I think you ought to build on the Toeplitz extension
$$ 0 \to \mathbb{K} \to \mathcal{T} \to C(S^1) \to 0.$$
Let $v$ be the generating isometry and let $e$ be the rank-1 projection such that $vv^* = 1 - e$. I'm pretty sure that antisymmetry does hold in $\mathcal{T}$ itself, but the fact that $v$ renders $1$ and $1-e$ equivalent should be expoitable.
Here's an idea without all details. If your C*-algebra contains $(1,1-e)$ and also $(v,v)$, then you clearly have $(1,1-e) \preceq (1,1)$, but you also have $(1,1) \preceq (1,1-e)$ because $(v,v)$ witnesses an equivalence between $(1,1)$ and $(1-e,1-e)$.
I think that you aren't ever going to to make $(1,1)$ equivalent to $(1,1-e)$ using $(v,v)$ though, basically because the projections you make with $(v,v)$ should have even dimension/codimension.

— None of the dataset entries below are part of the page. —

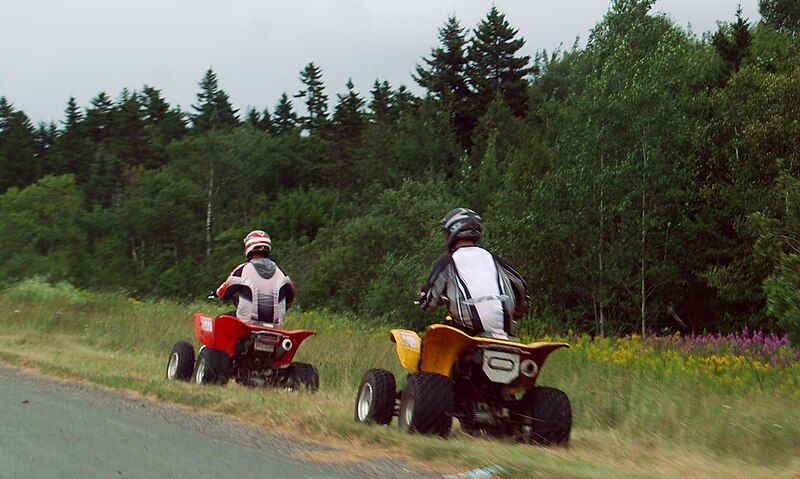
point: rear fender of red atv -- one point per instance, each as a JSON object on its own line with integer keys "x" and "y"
{"x": 224, "y": 331}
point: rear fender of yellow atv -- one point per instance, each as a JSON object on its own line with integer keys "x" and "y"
{"x": 409, "y": 347}
{"x": 442, "y": 345}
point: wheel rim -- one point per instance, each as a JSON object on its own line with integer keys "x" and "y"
{"x": 201, "y": 372}
{"x": 408, "y": 413}
{"x": 365, "y": 399}
{"x": 172, "y": 367}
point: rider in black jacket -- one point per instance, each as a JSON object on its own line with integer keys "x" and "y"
{"x": 484, "y": 294}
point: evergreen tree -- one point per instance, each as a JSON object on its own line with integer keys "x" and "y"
{"x": 98, "y": 118}
{"x": 732, "y": 42}
{"x": 73, "y": 148}
{"x": 493, "y": 65}
{"x": 45, "y": 137}
{"x": 213, "y": 108}
{"x": 781, "y": 14}
{"x": 349, "y": 121}
{"x": 381, "y": 105}
{"x": 163, "y": 123}
{"x": 316, "y": 100}
{"x": 285, "y": 117}
{"x": 252, "y": 117}
{"x": 18, "y": 163}
{"x": 445, "y": 78}
{"x": 265, "y": 123}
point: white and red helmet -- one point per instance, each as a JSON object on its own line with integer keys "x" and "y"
{"x": 257, "y": 240}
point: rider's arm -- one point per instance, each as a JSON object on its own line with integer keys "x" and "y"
{"x": 227, "y": 289}
{"x": 435, "y": 289}
{"x": 518, "y": 287}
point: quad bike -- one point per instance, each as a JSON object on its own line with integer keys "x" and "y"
{"x": 487, "y": 382}
{"x": 253, "y": 355}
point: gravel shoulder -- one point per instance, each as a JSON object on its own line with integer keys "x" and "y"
{"x": 217, "y": 427}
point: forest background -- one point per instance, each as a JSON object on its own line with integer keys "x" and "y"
{"x": 646, "y": 183}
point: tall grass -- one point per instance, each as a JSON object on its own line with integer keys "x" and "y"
{"x": 638, "y": 412}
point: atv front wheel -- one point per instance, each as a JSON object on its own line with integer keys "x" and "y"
{"x": 426, "y": 404}
{"x": 302, "y": 375}
{"x": 376, "y": 397}
{"x": 212, "y": 366}
{"x": 181, "y": 362}
{"x": 546, "y": 417}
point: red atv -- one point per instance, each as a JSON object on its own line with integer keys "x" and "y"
{"x": 253, "y": 355}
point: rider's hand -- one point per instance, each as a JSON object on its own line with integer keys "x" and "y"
{"x": 423, "y": 299}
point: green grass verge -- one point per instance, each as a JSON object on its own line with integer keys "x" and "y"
{"x": 626, "y": 423}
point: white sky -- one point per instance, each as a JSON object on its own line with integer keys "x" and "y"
{"x": 51, "y": 50}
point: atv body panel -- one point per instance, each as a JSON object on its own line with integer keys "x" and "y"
{"x": 225, "y": 333}
{"x": 443, "y": 346}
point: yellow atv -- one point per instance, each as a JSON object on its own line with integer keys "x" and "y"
{"x": 487, "y": 382}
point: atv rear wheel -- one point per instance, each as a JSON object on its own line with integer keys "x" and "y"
{"x": 426, "y": 404}
{"x": 212, "y": 366}
{"x": 546, "y": 417}
{"x": 376, "y": 397}
{"x": 302, "y": 375}
{"x": 181, "y": 362}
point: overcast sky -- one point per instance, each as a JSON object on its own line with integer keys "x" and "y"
{"x": 51, "y": 50}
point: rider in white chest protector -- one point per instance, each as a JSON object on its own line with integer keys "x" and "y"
{"x": 483, "y": 293}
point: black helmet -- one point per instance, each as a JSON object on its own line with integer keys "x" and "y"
{"x": 461, "y": 223}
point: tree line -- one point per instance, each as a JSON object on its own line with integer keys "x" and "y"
{"x": 646, "y": 182}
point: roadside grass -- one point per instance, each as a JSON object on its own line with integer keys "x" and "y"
{"x": 630, "y": 419}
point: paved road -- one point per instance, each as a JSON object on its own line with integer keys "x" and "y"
{"x": 56, "y": 429}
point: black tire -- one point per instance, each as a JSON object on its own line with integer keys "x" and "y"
{"x": 376, "y": 397}
{"x": 302, "y": 376}
{"x": 546, "y": 417}
{"x": 213, "y": 366}
{"x": 181, "y": 362}
{"x": 426, "y": 404}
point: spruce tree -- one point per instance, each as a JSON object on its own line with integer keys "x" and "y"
{"x": 493, "y": 65}
{"x": 18, "y": 164}
{"x": 444, "y": 77}
{"x": 213, "y": 108}
{"x": 780, "y": 14}
{"x": 732, "y": 42}
{"x": 285, "y": 117}
{"x": 381, "y": 106}
{"x": 316, "y": 100}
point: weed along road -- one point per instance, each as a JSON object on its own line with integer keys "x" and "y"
{"x": 59, "y": 429}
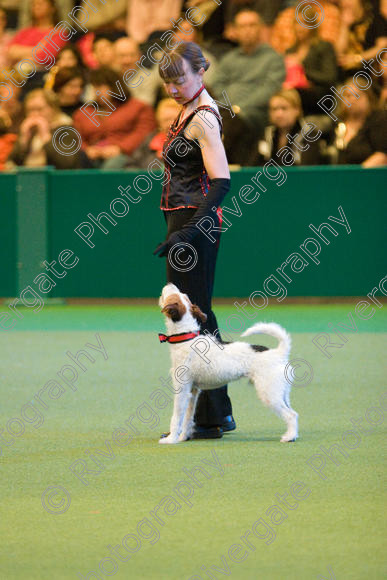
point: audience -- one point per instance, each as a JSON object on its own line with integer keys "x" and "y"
{"x": 127, "y": 54}
{"x": 269, "y": 70}
{"x": 152, "y": 148}
{"x": 44, "y": 17}
{"x": 34, "y": 146}
{"x": 69, "y": 84}
{"x": 103, "y": 50}
{"x": 5, "y": 39}
{"x": 121, "y": 130}
{"x": 285, "y": 110}
{"x": 283, "y": 34}
{"x": 311, "y": 67}
{"x": 250, "y": 75}
{"x": 361, "y": 137}
{"x": 362, "y": 33}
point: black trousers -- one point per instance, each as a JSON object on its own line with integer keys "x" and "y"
{"x": 198, "y": 284}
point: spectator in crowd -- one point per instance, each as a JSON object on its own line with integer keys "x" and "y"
{"x": 69, "y": 84}
{"x": 361, "y": 137}
{"x": 283, "y": 140}
{"x": 34, "y": 146}
{"x": 7, "y": 133}
{"x": 186, "y": 32}
{"x": 11, "y": 108}
{"x": 69, "y": 57}
{"x": 127, "y": 55}
{"x": 362, "y": 33}
{"x": 5, "y": 39}
{"x": 44, "y": 18}
{"x": 283, "y": 35}
{"x": 103, "y": 50}
{"x": 152, "y": 148}
{"x": 250, "y": 75}
{"x": 311, "y": 66}
{"x": 121, "y": 130}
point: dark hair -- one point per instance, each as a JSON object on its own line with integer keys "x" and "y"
{"x": 55, "y": 15}
{"x": 72, "y": 48}
{"x": 109, "y": 36}
{"x": 107, "y": 76}
{"x": 65, "y": 75}
{"x": 189, "y": 51}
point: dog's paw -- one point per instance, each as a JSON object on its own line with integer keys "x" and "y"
{"x": 184, "y": 437}
{"x": 168, "y": 440}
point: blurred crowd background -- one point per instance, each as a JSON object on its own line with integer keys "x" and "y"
{"x": 273, "y": 68}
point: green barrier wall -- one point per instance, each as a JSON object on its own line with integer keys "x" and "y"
{"x": 39, "y": 211}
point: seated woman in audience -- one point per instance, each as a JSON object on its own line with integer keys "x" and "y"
{"x": 285, "y": 111}
{"x": 34, "y": 146}
{"x": 361, "y": 137}
{"x": 69, "y": 84}
{"x": 124, "y": 126}
{"x": 362, "y": 34}
{"x": 311, "y": 66}
{"x": 152, "y": 148}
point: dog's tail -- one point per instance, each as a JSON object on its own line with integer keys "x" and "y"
{"x": 272, "y": 329}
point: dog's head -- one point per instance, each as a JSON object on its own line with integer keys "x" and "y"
{"x": 175, "y": 305}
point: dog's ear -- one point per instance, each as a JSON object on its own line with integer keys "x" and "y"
{"x": 198, "y": 314}
{"x": 174, "y": 311}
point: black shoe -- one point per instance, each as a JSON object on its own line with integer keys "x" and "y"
{"x": 202, "y": 433}
{"x": 228, "y": 424}
{"x": 207, "y": 432}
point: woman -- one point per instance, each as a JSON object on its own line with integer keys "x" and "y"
{"x": 361, "y": 137}
{"x": 198, "y": 179}
{"x": 363, "y": 33}
{"x": 34, "y": 146}
{"x": 126, "y": 124}
{"x": 69, "y": 84}
{"x": 311, "y": 67}
{"x": 285, "y": 110}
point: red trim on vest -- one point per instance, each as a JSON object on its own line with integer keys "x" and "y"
{"x": 182, "y": 337}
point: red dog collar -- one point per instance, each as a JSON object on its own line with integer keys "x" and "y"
{"x": 182, "y": 337}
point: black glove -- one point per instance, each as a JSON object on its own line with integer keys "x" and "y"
{"x": 218, "y": 190}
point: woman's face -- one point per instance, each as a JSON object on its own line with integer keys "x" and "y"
{"x": 71, "y": 92}
{"x": 36, "y": 106}
{"x": 42, "y": 9}
{"x": 183, "y": 88}
{"x": 302, "y": 33}
{"x": 67, "y": 59}
{"x": 166, "y": 115}
{"x": 282, "y": 113}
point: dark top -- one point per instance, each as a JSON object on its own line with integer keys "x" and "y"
{"x": 376, "y": 29}
{"x": 320, "y": 64}
{"x": 371, "y": 138}
{"x": 268, "y": 148}
{"x": 187, "y": 178}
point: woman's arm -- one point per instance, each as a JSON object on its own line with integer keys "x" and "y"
{"x": 207, "y": 133}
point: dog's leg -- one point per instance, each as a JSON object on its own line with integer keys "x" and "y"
{"x": 277, "y": 398}
{"x": 180, "y": 405}
{"x": 188, "y": 423}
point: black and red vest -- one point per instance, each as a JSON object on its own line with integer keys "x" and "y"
{"x": 186, "y": 179}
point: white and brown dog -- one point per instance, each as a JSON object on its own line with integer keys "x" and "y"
{"x": 226, "y": 362}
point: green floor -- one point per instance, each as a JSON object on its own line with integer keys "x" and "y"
{"x": 335, "y": 531}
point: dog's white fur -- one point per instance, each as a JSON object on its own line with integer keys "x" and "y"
{"x": 228, "y": 362}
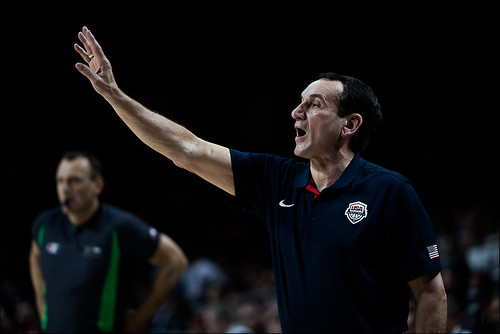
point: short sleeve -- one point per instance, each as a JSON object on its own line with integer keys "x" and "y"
{"x": 413, "y": 235}
{"x": 251, "y": 172}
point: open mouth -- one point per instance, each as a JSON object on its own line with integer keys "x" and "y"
{"x": 300, "y": 133}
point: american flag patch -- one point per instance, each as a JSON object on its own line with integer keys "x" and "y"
{"x": 432, "y": 250}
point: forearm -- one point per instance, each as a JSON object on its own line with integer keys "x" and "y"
{"x": 161, "y": 134}
{"x": 37, "y": 281}
{"x": 430, "y": 315}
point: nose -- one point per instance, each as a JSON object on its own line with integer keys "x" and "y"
{"x": 299, "y": 112}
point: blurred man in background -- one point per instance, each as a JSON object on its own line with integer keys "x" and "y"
{"x": 79, "y": 254}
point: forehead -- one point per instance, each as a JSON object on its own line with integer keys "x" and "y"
{"x": 78, "y": 166}
{"x": 328, "y": 89}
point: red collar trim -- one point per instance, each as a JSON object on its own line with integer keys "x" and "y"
{"x": 312, "y": 188}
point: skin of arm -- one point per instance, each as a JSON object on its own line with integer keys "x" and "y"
{"x": 210, "y": 161}
{"x": 430, "y": 296}
{"x": 171, "y": 262}
{"x": 37, "y": 277}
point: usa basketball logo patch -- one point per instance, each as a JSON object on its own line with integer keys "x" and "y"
{"x": 356, "y": 212}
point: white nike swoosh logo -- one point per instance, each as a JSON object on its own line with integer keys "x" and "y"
{"x": 282, "y": 203}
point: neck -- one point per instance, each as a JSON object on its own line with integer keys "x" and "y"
{"x": 325, "y": 171}
{"x": 84, "y": 215}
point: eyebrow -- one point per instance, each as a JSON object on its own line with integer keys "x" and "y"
{"x": 318, "y": 96}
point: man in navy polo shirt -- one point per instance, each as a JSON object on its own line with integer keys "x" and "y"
{"x": 349, "y": 239}
{"x": 82, "y": 250}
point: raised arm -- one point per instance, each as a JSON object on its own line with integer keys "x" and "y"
{"x": 210, "y": 161}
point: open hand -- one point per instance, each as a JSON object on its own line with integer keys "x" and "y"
{"x": 98, "y": 68}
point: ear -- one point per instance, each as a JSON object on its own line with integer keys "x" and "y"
{"x": 352, "y": 123}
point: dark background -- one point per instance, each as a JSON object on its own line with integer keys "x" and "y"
{"x": 233, "y": 76}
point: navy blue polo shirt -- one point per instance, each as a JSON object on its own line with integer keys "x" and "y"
{"x": 342, "y": 259}
{"x": 81, "y": 266}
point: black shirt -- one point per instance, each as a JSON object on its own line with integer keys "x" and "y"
{"x": 81, "y": 266}
{"x": 342, "y": 259}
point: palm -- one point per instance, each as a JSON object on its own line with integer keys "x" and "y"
{"x": 98, "y": 69}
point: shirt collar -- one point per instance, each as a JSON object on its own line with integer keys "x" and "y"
{"x": 304, "y": 176}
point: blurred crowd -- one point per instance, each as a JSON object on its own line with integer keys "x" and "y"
{"x": 211, "y": 298}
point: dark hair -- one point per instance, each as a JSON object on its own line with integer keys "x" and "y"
{"x": 95, "y": 164}
{"x": 357, "y": 97}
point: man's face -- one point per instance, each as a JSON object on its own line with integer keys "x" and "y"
{"x": 317, "y": 123}
{"x": 75, "y": 187}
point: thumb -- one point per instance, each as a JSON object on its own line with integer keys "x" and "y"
{"x": 86, "y": 71}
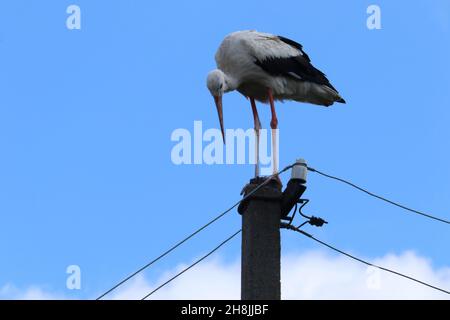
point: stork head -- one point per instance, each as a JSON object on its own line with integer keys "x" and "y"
{"x": 217, "y": 85}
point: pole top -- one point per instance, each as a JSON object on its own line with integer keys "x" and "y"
{"x": 299, "y": 170}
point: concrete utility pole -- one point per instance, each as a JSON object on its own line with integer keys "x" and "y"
{"x": 261, "y": 247}
{"x": 260, "y": 264}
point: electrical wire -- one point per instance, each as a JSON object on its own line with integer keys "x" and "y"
{"x": 290, "y": 227}
{"x": 379, "y": 197}
{"x": 268, "y": 179}
{"x": 193, "y": 264}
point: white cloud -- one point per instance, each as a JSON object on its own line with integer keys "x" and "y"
{"x": 309, "y": 275}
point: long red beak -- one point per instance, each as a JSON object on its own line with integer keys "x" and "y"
{"x": 218, "y": 101}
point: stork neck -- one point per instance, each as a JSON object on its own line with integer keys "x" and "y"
{"x": 230, "y": 83}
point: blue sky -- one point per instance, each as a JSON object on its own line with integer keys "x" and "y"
{"x": 86, "y": 117}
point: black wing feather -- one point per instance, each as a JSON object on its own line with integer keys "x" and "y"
{"x": 298, "y": 65}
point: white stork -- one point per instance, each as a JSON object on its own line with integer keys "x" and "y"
{"x": 266, "y": 67}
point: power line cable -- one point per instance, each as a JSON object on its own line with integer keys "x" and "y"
{"x": 268, "y": 179}
{"x": 193, "y": 264}
{"x": 379, "y": 197}
{"x": 290, "y": 227}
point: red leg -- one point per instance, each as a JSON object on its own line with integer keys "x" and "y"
{"x": 274, "y": 127}
{"x": 257, "y": 132}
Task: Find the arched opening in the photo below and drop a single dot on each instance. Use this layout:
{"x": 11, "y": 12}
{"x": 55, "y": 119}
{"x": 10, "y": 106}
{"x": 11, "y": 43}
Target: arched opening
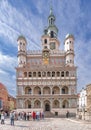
{"x": 55, "y": 90}
{"x": 34, "y": 74}
{"x": 37, "y": 90}
{"x": 53, "y": 74}
{"x": 65, "y": 104}
{"x": 46, "y": 90}
{"x": 28, "y": 104}
{"x": 62, "y": 74}
{"x": 25, "y": 74}
{"x": 28, "y": 90}
{"x": 47, "y": 107}
{"x": 48, "y": 74}
{"x": 52, "y": 34}
{"x": 45, "y": 41}
{"x": 56, "y": 104}
{"x": 67, "y": 73}
{"x": 65, "y": 90}
{"x": 37, "y": 104}
{"x": 58, "y": 74}
{"x": 30, "y": 74}
{"x": 44, "y": 74}
{"x": 39, "y": 74}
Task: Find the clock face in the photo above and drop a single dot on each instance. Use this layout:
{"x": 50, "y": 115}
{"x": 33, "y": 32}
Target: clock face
{"x": 52, "y": 45}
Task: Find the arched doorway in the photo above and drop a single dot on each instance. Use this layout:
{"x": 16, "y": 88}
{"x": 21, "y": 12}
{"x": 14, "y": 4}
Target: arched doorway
{"x": 65, "y": 104}
{"x": 47, "y": 107}
{"x": 27, "y": 104}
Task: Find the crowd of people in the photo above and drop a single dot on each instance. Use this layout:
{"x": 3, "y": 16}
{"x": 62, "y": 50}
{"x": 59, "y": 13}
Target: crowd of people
{"x": 13, "y": 115}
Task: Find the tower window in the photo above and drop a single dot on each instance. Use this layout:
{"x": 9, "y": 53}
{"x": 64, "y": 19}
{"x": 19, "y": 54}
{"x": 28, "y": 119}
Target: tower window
{"x": 39, "y": 74}
{"x": 45, "y": 47}
{"x": 45, "y": 41}
{"x": 30, "y": 74}
{"x": 52, "y": 34}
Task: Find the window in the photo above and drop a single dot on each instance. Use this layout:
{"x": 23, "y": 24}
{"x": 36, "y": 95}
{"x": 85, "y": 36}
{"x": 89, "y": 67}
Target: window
{"x": 34, "y": 74}
{"x": 52, "y": 45}
{"x": 67, "y": 73}
{"x": 45, "y": 41}
{"x": 62, "y": 74}
{"x": 39, "y": 74}
{"x": 45, "y": 47}
{"x": 58, "y": 74}
{"x": 53, "y": 74}
{"x": 25, "y": 74}
{"x": 30, "y": 74}
{"x": 52, "y": 34}
{"x": 48, "y": 74}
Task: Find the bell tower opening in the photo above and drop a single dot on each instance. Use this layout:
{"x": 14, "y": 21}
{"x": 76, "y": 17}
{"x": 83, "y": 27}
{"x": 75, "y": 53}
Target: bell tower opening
{"x": 47, "y": 107}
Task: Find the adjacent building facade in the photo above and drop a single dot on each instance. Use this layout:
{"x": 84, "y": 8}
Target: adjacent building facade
{"x": 46, "y": 79}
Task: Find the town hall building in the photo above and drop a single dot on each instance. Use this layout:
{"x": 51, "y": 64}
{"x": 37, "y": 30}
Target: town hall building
{"x": 47, "y": 79}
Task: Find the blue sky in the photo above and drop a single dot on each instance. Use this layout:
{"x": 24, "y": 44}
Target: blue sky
{"x": 29, "y": 18}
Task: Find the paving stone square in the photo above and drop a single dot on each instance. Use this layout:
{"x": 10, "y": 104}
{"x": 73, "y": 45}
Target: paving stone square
{"x": 47, "y": 124}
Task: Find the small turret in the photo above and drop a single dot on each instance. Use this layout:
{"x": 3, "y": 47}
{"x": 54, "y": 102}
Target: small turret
{"x": 69, "y": 49}
{"x": 21, "y": 50}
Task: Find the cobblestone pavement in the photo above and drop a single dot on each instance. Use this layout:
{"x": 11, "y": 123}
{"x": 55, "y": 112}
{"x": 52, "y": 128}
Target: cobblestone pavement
{"x": 47, "y": 124}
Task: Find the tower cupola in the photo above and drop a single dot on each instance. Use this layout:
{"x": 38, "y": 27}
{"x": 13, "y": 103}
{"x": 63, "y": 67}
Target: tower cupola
{"x": 52, "y": 30}
{"x": 22, "y": 43}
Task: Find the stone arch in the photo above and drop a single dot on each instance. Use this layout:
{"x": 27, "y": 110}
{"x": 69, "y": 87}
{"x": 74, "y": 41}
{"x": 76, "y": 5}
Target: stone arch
{"x": 56, "y": 104}
{"x": 65, "y": 104}
{"x": 55, "y": 90}
{"x": 65, "y": 90}
{"x": 62, "y": 74}
{"x": 37, "y": 104}
{"x": 46, "y": 90}
{"x": 58, "y": 73}
{"x": 47, "y": 106}
{"x": 67, "y": 73}
{"x": 25, "y": 74}
{"x": 27, "y": 104}
{"x": 37, "y": 90}
{"x": 28, "y": 90}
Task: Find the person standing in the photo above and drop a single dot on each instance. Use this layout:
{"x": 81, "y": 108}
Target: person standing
{"x": 2, "y": 118}
{"x": 12, "y": 118}
{"x": 67, "y": 114}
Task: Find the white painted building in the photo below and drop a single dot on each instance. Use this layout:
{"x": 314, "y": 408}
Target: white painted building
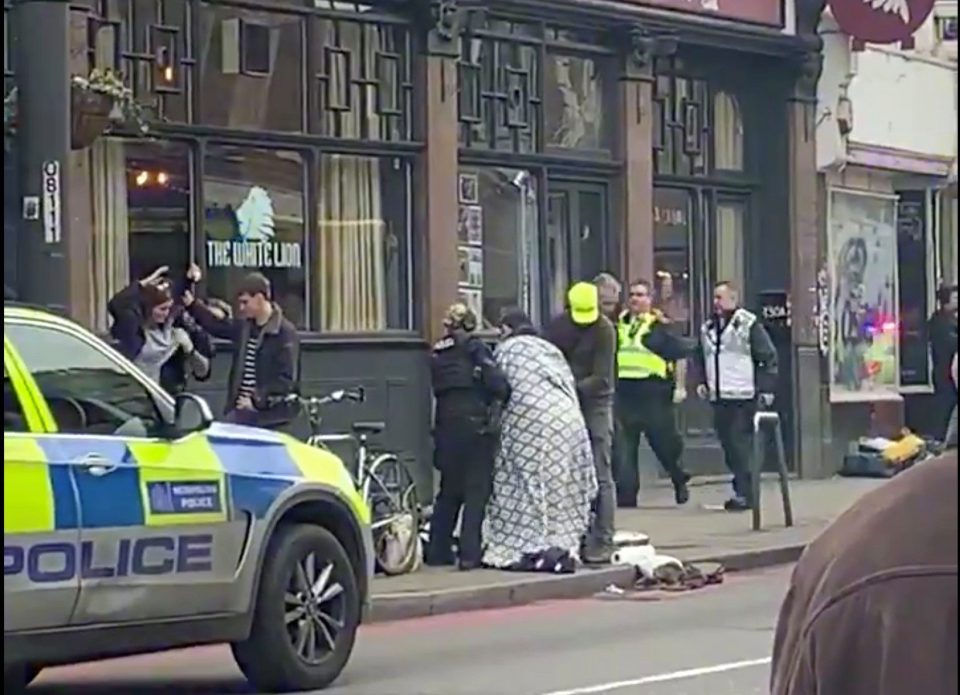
{"x": 887, "y": 157}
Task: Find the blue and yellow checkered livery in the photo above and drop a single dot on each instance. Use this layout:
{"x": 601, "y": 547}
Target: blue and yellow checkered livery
{"x": 242, "y": 469}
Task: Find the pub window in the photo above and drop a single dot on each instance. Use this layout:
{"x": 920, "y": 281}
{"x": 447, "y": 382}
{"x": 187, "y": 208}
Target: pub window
{"x": 361, "y": 245}
{"x": 727, "y": 132}
{"x": 681, "y": 127}
{"x": 500, "y": 102}
{"x": 253, "y": 220}
{"x": 149, "y": 42}
{"x": 361, "y": 80}
{"x": 497, "y": 233}
{"x": 251, "y": 68}
{"x": 140, "y": 194}
{"x": 672, "y": 208}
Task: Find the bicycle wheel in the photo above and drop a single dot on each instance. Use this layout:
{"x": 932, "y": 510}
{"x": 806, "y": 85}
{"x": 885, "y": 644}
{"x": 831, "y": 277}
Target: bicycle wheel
{"x": 392, "y": 496}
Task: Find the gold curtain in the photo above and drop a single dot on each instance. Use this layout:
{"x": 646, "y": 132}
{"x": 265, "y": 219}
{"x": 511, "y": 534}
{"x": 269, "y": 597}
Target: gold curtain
{"x": 349, "y": 281}
{"x": 728, "y": 132}
{"x": 110, "y": 241}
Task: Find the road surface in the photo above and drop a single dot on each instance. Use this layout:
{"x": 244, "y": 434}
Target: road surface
{"x": 715, "y": 641}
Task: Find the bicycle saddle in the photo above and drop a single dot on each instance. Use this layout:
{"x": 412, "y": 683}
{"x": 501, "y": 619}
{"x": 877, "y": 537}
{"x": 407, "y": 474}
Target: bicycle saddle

To actually make this program work, you might want to work in something other than $C^*((v,v),(1,1-e))$ for convenience, though. I think that in either a degree-2 extension
$$0 \to \mathbb{K}(H^2) \to A \to C(S^1) \to 0$$
(so, twice the Toeplitz extension in the relevant $\mathrm{Ext}$-group)
or in a pullback
$$\begin{matrix}
B & \to & \mathcal{T} \\
\downarrow & & \downarrow \\
\mathcal{T} & \to & C(S^1) \\
\end{matrix}$$
(so a kind of doubled Toeplitz algebra), you would have good access to tools for proving the nonequivalence of $(1,1)$ and $(1,1-e)$.